An unprecedented shift
“The attacker has recently shifted their focus to targeting Ukrainian organizations, the Ukrainian government, and European humanitarian and non-profit organizations,” Bureau wrote. “TAG assesses UAC-0098 acted as an initial access broker for various ransomware groups including Quantum and Conti, a Russian cybercrime gang known as FIN12 / WIZARD SPIDER.”
He wrote that “UAC-0098 activities are representative examples of blurring lines between financially motivated and government-backed groups in Eastern Europe, illustrating a trend of threat actors changing their targeting to align with regional geopolitical interests.”
In June, researchers with IBM Security X-Force reported much the same thing. It found that the Russia-based Trickbot group—which, according to researchers at AdvIntel, was effectively taken over by Conti earlier this year—had been “systematically attacking Ukraine since the Russian invasion—an unprecedented shift as the group had not previously targeted Ukraine.”
The Conti “campaigns against Ukraine are notable due to the extent to which this activity differs from historical precedent and the fact that these campaigns appeared specifically aimed at Ukraine with some payloads that suggest a higher degree of target selection,” the IBM Security X-Force researchers wrote in July.
Reports from Google TAG and IBM Security X-Force cite a series of incidents.
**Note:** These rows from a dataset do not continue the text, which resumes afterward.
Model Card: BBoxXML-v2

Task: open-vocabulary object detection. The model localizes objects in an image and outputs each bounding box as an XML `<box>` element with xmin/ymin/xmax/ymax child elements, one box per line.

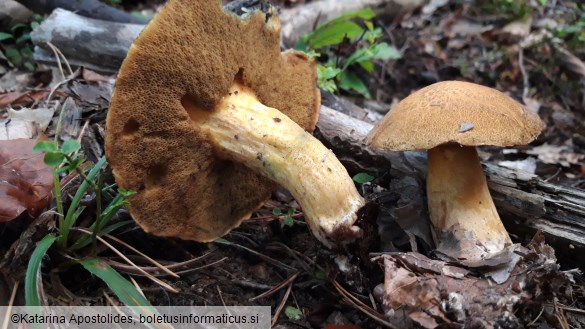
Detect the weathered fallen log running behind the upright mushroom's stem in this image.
<box><xmin>316</xmin><ymin>106</ymin><xmax>585</xmax><ymax>267</ymax></box>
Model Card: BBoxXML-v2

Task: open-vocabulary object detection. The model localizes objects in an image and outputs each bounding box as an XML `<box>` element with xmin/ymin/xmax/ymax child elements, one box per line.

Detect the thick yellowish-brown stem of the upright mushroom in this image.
<box><xmin>427</xmin><ymin>144</ymin><xmax>512</xmax><ymax>260</ymax></box>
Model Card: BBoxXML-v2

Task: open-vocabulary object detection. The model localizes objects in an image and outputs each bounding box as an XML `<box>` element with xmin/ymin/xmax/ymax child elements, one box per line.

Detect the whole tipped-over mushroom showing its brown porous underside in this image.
<box><xmin>106</xmin><ymin>0</ymin><xmax>364</xmax><ymax>246</ymax></box>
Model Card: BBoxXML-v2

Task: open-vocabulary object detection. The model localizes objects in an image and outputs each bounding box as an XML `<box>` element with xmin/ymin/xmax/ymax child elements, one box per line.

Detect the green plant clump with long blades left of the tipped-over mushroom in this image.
<box><xmin>25</xmin><ymin>107</ymin><xmax>150</xmax><ymax>306</ymax></box>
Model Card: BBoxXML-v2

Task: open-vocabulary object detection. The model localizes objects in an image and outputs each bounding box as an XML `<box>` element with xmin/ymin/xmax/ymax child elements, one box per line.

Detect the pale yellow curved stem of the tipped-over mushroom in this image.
<box><xmin>183</xmin><ymin>83</ymin><xmax>365</xmax><ymax>247</ymax></box>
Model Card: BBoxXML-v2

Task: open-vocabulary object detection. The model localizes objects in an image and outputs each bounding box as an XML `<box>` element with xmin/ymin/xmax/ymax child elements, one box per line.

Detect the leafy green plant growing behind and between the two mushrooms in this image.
<box><xmin>295</xmin><ymin>9</ymin><xmax>401</xmax><ymax>98</ymax></box>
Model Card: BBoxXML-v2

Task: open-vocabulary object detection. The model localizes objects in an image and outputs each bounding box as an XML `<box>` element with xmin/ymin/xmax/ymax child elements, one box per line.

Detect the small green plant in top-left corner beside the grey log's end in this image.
<box><xmin>0</xmin><ymin>15</ymin><xmax>44</xmax><ymax>71</ymax></box>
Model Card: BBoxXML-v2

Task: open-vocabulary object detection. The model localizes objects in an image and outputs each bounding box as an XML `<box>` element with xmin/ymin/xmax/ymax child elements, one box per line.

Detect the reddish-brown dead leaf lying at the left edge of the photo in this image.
<box><xmin>0</xmin><ymin>135</ymin><xmax>53</xmax><ymax>222</ymax></box>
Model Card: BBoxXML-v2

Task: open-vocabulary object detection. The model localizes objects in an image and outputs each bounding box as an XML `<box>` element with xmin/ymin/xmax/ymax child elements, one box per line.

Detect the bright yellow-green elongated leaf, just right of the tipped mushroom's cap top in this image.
<box><xmin>307</xmin><ymin>21</ymin><xmax>364</xmax><ymax>49</ymax></box>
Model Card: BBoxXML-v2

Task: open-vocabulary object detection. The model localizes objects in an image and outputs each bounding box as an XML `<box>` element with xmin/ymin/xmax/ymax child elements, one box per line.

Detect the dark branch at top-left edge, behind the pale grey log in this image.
<box><xmin>16</xmin><ymin>0</ymin><xmax>147</xmax><ymax>24</ymax></box>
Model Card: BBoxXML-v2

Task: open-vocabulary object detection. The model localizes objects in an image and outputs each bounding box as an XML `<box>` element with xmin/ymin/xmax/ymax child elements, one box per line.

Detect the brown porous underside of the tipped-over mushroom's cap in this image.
<box><xmin>106</xmin><ymin>0</ymin><xmax>320</xmax><ymax>241</ymax></box>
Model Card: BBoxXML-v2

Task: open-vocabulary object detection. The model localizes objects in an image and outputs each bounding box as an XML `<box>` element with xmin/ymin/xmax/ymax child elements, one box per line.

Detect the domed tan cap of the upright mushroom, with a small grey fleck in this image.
<box><xmin>366</xmin><ymin>81</ymin><xmax>544</xmax><ymax>151</ymax></box>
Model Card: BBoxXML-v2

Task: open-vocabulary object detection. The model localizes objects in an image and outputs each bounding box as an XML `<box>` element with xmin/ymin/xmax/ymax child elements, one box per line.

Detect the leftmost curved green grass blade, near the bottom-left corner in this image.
<box><xmin>24</xmin><ymin>234</ymin><xmax>57</xmax><ymax>306</ymax></box>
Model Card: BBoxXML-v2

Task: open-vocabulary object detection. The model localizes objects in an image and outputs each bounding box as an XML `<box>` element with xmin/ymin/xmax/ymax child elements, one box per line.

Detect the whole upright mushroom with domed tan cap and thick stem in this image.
<box><xmin>366</xmin><ymin>81</ymin><xmax>544</xmax><ymax>260</ymax></box>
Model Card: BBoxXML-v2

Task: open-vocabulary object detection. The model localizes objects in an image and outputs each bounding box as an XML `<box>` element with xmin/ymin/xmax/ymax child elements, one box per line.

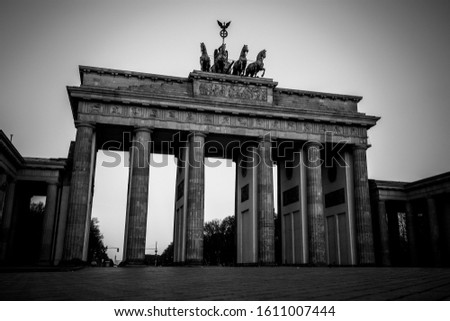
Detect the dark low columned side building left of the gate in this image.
<box><xmin>0</xmin><ymin>130</ymin><xmax>71</xmax><ymax>265</ymax></box>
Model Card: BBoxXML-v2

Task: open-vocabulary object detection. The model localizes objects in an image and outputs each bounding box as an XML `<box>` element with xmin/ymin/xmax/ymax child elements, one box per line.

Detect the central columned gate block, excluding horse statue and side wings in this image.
<box><xmin>61</xmin><ymin>59</ymin><xmax>378</xmax><ymax>265</ymax></box>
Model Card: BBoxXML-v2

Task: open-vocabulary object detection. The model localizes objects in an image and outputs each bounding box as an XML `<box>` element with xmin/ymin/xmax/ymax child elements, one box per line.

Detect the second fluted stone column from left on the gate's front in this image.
<box><xmin>125</xmin><ymin>127</ymin><xmax>152</xmax><ymax>264</ymax></box>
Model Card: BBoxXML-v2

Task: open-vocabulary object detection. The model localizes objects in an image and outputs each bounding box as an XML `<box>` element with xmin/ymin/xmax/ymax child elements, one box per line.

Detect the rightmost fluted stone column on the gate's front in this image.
<box><xmin>353</xmin><ymin>145</ymin><xmax>375</xmax><ymax>265</ymax></box>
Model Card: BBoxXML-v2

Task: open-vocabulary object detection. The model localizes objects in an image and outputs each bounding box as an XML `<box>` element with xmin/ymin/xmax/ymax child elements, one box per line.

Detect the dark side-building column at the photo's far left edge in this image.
<box><xmin>0</xmin><ymin>180</ymin><xmax>16</xmax><ymax>262</ymax></box>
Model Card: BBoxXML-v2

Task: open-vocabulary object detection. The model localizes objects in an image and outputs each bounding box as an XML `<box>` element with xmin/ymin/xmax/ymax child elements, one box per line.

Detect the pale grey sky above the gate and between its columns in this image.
<box><xmin>0</xmin><ymin>0</ymin><xmax>450</xmax><ymax>255</ymax></box>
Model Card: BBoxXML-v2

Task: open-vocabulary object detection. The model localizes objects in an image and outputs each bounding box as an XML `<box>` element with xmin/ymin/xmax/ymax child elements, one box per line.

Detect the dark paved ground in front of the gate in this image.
<box><xmin>0</xmin><ymin>267</ymin><xmax>450</xmax><ymax>301</ymax></box>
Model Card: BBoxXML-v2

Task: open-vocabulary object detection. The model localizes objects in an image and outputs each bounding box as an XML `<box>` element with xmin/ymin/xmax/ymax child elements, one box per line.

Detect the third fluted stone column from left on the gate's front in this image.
<box><xmin>186</xmin><ymin>133</ymin><xmax>206</xmax><ymax>264</ymax></box>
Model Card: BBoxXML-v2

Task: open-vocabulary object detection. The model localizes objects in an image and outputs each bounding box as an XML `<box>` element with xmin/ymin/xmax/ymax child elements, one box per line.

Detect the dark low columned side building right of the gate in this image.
<box><xmin>369</xmin><ymin>172</ymin><xmax>450</xmax><ymax>266</ymax></box>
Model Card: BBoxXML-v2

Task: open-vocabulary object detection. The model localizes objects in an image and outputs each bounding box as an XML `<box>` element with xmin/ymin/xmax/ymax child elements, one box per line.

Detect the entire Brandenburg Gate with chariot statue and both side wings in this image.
<box><xmin>0</xmin><ymin>21</ymin><xmax>450</xmax><ymax>266</ymax></box>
Those listed by TAG include:
- An email phishing campaign in late April delivered AnchorMail (referred to as “LackeyBuilder”). The campaign used lures with subjects such as “Project’ Active citizen'” and “File_change,_booking.”
- A phishing campaign a month later targeted organizations in the hospitality industry. The emails impersonated the National Cyber Police of Ukraine and attempted to infect targets with the IcedID malware.
- A separate phishing campaign targeted the hospitality industry and an NGO located in Italy. It used a compromised hotel account in India to trick its targets.
- A phishing campaign that impersonated Elon Musk and his satellite venture StarLink in an attempt to get targets in Ukraine’s technology, retail, and government sectors to install malware.
- A campaign with more than 10,000 spam emails impersonated the State Tax Service of Ukraine. The emails had an attached ZIP file that exploited CVE-2022-30190, a critical vulnerability known as Follina. TAG managed to disrupt the campaign.
The findings by Google TAG and IBM Security X-Force track with documents leaked earlier this year showing some Conti members have links to the Kremlin.